BIG USA buys Pittsburgh mall: BIG Shopping Centers' U.S. arm has bought 80% of the Waterfront Mall in Pittsburgh, the company said this week. The remaining rights to the mall, which is the second-biggest in Pennsylvania, was acquired by M&J Wilkow, which manages 15 malls and 12 office buildings in the U.S. Tel Aviv-listed BIG and Wilkow will be co-managing their new mall, which they bought from the U.S. insurance company TIAA for $112 million.

Pelephone workers escalate labor actions: In the middle of the Sukkoth holiday, protesting Pelephone workers held a demonstration outside the home of Shaul Elovitch, who owns the Bezeq phone company, which owns the mobile operator. The workers came armed with protest signs and family members and proceeded to build a sukkah in Elovitch's parking space, but the police told them to tear it down. The workers obeyed and settled for protesting. The workers are protesting management's alleged interference with their efforts to organize under the Histadrut umbrella labor federation.

Blavatnik given chance to expound on Israel's cement monopoly: The committee considering how to make Israel's cement industry competitive, rather than have one player, has agreed to postpone filing its final report. Why? Because billionaire businessman Len Blavatnik just bought Clal Industries, which owns the Nesher cement monopoly. The committee will give Blavatnik until the end of October to present his opinion on competition in Israel's cement sector before handing down its report. Nesher controls 85% to 90% of the Israeli cement market.

Celeno raises $24 million: Israeli start-up Celeno Communications, which develops chips for multimedia applications on home Wi-Fi networks, raised $24 million in its fifth financing round, the company said last week. That brings Celeno's take from backers to $68 million. Existing investors Greylock Partners, Liberty Global, Cisco Systems and Pitango Venture Capital contributed financing, and Alan Feld's fund, Vintage Ventures, joined as a new investor. Celeno will use the proceeds to continue expanding its 802.11ac development program, its new standard for home Wi-Fi networks. The company's customers include China Telecom, Deutsche Telekom, Liberty Global, UPC and Bouygues Telecom.

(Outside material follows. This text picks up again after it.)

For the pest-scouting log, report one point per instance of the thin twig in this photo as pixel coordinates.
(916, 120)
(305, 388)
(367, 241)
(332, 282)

Strauss to pay NIS 140m dividend: Food company Strauss Group will be paying a NIS 140 million dividend on November 28. The ex-dividend date is November 14. After the payout, Strauss will have NIS 1.2 billion in retained profits eligible for distribution as further dividends. Strauss, which has developed a worldwide coffee business and sells foodstuffs in Israel, Europe and the U.S., paid NIS 200 million in dividends in 2011. The company netted NIS 98 million on NIS 4 billion in revenues in the first half of 2012, compared to a NIS 38 million profit on NIS 3.6 billion in revenues for the same period of 2011.